Attached is a 3 goat key hole feeder. Truth be told it is rare all three boys will tolerate being that close but it does work if they are in the mood. Otherwise it is great for 2. The front panel slides out for cleaning[attachment=0:82r6d5nr]Goat feeder Setup smfile.JPG[/attachment:82r6d5nr]


----------



## nrspence (Dec 10, 2008)

So did you build this feeder yourself. It's a niffty feeder for sure.


----------



## idahonancy (Dec 13, 2008)

My husband helped me build it. It is plywood and cedar with house paint. It is a year old now with 3 goats and it works great. My boys do not chew things with paint. The paint makes it easier to wash.


----------



## nrspence (Dec 10, 2008)

Ya looks perfect of hornless goats.


----------



## TOU (Aug 18, 2013)

Excellent...I like it for my hornless boys. I just added it to my list of to-dos.  Does it decrease their waste of hay?

Thx!

TOU


----------



## erica4481 (Mar 26, 2013)

That's nice. I really like it too. Gonna try to ad it to my husbands " to do list".... Lol


----------



## idahonancy (Dec 13, 2008)

We call it the Monahan feeder as our breeder Colleen Monahan told us how to build it. The feeder is 6 years old now and going strong. I had to put 2x4's and concrete behind it as the boys will put thier heads in it, square their shoulder up to and try to ram it though the fence. I figure it is good exercise for them, they just like the banging noise.


----------



## TOU (Aug 18, 2013)

idahonancy said:


> We call it the Monahan feeder as our breeder Colleen Monahan told us how to build it. The feeder is 6 years old now and going strong. I had to put 2x4's and concrete behind it as the boys will put thier heads in it, square their shoulder up to and try to ram it though the fence. I figure it is good exercise for them, they just like the banging noise.

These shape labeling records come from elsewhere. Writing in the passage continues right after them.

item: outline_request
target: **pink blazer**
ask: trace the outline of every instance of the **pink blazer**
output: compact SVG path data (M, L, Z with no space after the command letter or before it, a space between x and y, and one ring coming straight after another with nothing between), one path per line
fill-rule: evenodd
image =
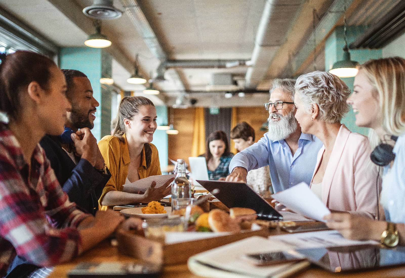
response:
M377 215L377 187L379 194L382 179L376 185L378 172L370 159L371 150L367 137L342 124L322 181L322 201L330 209L370 217ZM323 146L312 179L324 152Z

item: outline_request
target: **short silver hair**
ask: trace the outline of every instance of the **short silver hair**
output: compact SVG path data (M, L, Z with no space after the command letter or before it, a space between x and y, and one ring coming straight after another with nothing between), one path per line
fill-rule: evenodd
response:
M271 88L269 91L270 95L276 89L280 89L284 93L290 95L291 97L291 101L294 101L295 85L295 80L294 79L276 78L273 80Z
M319 107L321 119L325 122L340 122L349 112L346 101L350 90L343 81L334 74L316 71L303 74L297 79L295 93L298 94L307 112L311 104Z

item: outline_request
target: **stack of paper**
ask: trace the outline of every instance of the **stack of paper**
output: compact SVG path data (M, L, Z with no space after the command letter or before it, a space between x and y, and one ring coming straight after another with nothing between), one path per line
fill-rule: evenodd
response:
M311 219L325 222L330 211L304 182L271 195L288 209Z
M170 181L171 179L175 178L174 175L161 175L158 176L151 176L145 179L139 179L130 183L124 184L123 185L124 187L130 187L131 191L145 191L148 187L150 186L152 181L156 182L155 188L158 188L163 186L165 184Z
M194 256L189 259L188 265L190 271L205 277L281 278L307 267L309 263L304 261L258 267L245 261L243 255L289 249L285 244L273 244L263 238L253 236Z

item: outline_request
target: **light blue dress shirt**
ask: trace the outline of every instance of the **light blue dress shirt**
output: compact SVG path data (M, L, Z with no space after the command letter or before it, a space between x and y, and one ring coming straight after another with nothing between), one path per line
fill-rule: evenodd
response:
M405 223L405 134L398 137L393 152L392 166L384 168L381 204L387 220Z
M309 184L318 152L323 145L314 135L301 133L298 140L298 150L293 156L284 140L271 140L266 133L258 142L233 157L229 164L229 172L238 166L249 171L268 165L275 193L302 181Z

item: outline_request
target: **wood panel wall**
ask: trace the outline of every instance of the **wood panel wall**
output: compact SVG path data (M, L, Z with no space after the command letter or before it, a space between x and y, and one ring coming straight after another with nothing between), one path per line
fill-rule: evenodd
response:
M265 122L269 118L269 112L266 111L263 105L248 107L237 107L236 109L237 123L246 122L254 129L255 141L257 142L263 137L267 131L259 130L263 123ZM234 127L232 127L232 128Z
M263 137L266 131L259 130L263 123L267 120L269 112L262 105L260 106L238 107L236 108L237 122L245 121L252 126L255 131L255 141ZM179 131L179 134L168 136L168 157L176 160L183 158L188 163L188 157L191 156L194 128L195 109L194 107L186 109L169 108L168 115L173 114L173 124ZM169 116L170 118L170 116ZM232 128L233 127L232 126Z
M193 145L195 108L181 109L169 107L167 114L169 119L171 118L173 119L173 122L171 123L173 123L175 128L179 131L178 134L167 135L169 158L174 160L183 158L188 164L188 157L191 156L191 148Z

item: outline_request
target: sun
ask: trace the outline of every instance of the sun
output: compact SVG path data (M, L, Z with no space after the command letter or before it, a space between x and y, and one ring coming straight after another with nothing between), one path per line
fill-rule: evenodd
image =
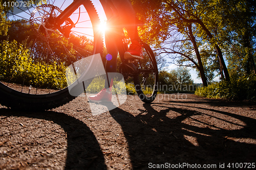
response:
M107 29L108 27L106 26L106 20L100 20L100 23L98 27L98 30L102 32L103 34L104 34Z

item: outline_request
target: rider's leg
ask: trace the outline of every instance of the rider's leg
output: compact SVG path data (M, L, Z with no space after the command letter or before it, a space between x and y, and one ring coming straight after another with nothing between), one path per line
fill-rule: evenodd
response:
M116 9L120 20L125 27L131 38L132 44L129 50L124 53L124 59L126 60L134 58L143 59L142 46L138 35L136 25L136 13L130 0L112 0Z
M136 13L130 0L112 0L120 20L125 27L132 42L139 41L136 25Z

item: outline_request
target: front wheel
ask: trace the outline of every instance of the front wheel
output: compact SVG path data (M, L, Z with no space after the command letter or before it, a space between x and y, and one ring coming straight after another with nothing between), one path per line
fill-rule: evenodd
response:
M142 44L144 59L137 64L138 72L134 74L133 81L140 99L150 103L154 101L157 94L158 70L152 50L147 44Z
M52 19L72 2L58 3L33 4L31 9L17 14L6 7L0 8L1 105L38 110L69 102L74 97L67 87L66 68L101 53L99 18L92 3L84 1L55 28ZM73 69L76 72L79 68Z

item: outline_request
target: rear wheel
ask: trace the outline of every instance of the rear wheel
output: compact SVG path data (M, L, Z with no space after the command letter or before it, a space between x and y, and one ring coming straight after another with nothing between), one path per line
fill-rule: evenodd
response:
M5 16L0 18L0 104L45 110L74 98L67 88L66 68L101 53L103 46L98 14L91 1L84 2L58 28L52 21L62 12L57 6L66 8L66 1L34 5L18 14L0 8Z
M143 58L136 64L138 73L133 75L133 81L138 95L143 102L152 102L157 94L158 70L155 55L147 44L143 43Z

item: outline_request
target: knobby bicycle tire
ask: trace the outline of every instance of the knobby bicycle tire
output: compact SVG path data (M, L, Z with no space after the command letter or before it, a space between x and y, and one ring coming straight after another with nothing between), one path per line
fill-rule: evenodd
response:
M102 36L96 30L99 22L98 14L90 1L84 1L82 5L91 19L94 31L93 54L101 53L103 47ZM70 94L68 87L53 93L34 94L16 91L0 82L0 104L12 109L48 110L62 106L75 98Z
M134 74L133 81L135 89L140 99L144 103L150 103L155 100L157 94L158 88L158 70L157 69L157 64L156 58L150 46L145 43L142 43L142 44L143 48L147 53L147 57L149 58L150 61L152 62L151 64L153 65L153 70L154 72L154 80L152 92L149 95L146 95L143 92L139 78L141 75L140 72L139 72L138 74ZM145 60L145 59L144 58L144 59Z

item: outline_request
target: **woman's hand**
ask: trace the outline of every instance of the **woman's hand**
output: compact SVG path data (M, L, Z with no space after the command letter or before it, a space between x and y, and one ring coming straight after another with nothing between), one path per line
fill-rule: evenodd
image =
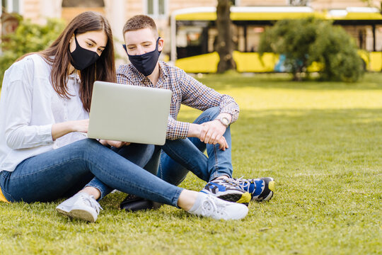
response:
M110 145L116 148L120 148L123 146L127 146L130 144L130 143L127 142L105 140L103 139L100 139L100 142L101 143L101 144L103 144L105 146Z
M88 132L89 120L71 120L52 125L53 141L71 132Z

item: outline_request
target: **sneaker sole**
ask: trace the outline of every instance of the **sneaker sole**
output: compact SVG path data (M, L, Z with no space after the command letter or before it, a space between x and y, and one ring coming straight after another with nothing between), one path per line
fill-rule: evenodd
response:
M217 196L220 199L223 199L226 201L235 202L238 203L248 204L251 199L250 194L248 192L245 192L242 194L226 194Z
M71 218L82 220L89 222L95 222L97 220L91 213L83 210L72 210L70 212L64 211L60 208L56 208L56 210L59 213Z

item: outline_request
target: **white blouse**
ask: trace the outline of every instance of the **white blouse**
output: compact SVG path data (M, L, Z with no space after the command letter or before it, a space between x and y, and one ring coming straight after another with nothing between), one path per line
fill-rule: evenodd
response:
M50 65L37 54L6 71L0 97L0 172L12 171L25 159L86 137L71 132L52 140L52 124L89 115L79 96L78 75L69 76L71 96L66 99L53 89L50 72Z

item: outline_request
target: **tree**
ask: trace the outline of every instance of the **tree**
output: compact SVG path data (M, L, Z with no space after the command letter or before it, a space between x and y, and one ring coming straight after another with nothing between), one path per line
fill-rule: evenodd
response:
M314 18L278 21L262 35L259 52L285 56L294 80L308 74L313 62L322 67L320 78L355 81L364 72L354 40L341 27Z
M231 1L218 0L216 8L216 27L218 30L216 51L220 57L218 64L219 73L235 69L236 64L233 57L233 44L231 21Z

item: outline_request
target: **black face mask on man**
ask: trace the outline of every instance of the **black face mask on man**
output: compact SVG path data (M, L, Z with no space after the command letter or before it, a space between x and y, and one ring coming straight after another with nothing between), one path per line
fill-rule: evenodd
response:
M74 40L76 40L76 50L74 50L73 52L70 52L72 59L70 62L75 69L82 71L85 68L94 64L100 56L92 50L86 50L81 47L77 41L76 35L74 35Z
M159 39L161 39L161 38L158 38L156 40L156 46L154 50L140 55L129 55L129 53L127 53L126 45L122 45L126 53L127 53L127 56L129 56L129 60L130 60L130 62L134 67L145 76L151 74L156 66L156 62L158 62L158 59L161 52L158 50Z

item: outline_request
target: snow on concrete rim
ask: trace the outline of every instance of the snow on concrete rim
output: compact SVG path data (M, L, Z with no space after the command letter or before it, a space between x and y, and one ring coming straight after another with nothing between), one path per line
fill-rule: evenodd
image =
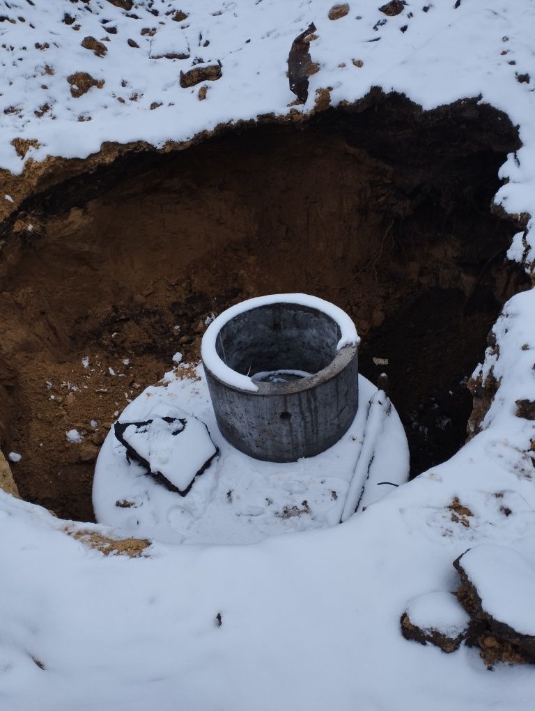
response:
M319 296L313 296L308 294L271 294L264 296L248 299L220 314L212 321L202 336L200 354L205 368L227 385L253 392L258 390L258 385L251 378L233 370L220 358L215 348L219 332L224 326L240 314L271 304L296 304L298 306L316 309L326 314L337 324L340 330L340 338L336 346L337 351L340 351L345 346L358 346L360 343L355 325L345 311L330 301L320 299Z

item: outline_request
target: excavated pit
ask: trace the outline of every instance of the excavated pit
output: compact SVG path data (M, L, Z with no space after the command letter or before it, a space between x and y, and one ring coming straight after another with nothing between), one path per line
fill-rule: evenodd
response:
M388 373L413 475L448 458L466 437L467 377L528 285L504 262L517 225L490 209L519 146L476 100L423 112L382 95L129 154L31 196L1 225L0 262L0 444L22 454L21 496L92 520L117 413L175 352L198 358L207 316L266 293L349 313L361 372Z

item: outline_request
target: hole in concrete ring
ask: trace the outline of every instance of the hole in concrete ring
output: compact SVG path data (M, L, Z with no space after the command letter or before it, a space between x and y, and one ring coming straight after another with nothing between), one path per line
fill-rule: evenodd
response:
M353 421L358 337L328 302L272 299L222 314L203 339L202 359L224 437L258 459L295 461L332 447Z
M221 328L216 351L232 370L279 383L319 373L334 359L340 326L315 309L276 304L239 314Z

Oh that is funny. I should have known Colleen influenced these a bit.

Coincidentally I just got off the phone with her just before I typed this. BTW, she is so dang cool & knowledgeable. Just confirming my 4 kids late next spring. YEAH! 
For now though, I am having a ball with my "little" 2.5 year old Alpine & Lamancha goats. We went for short 1 mile hike today...12 degrees in 18" of fresh snow...they had fun & so did I.

Anyway, thx again for posting this Nancy!

TOU


----------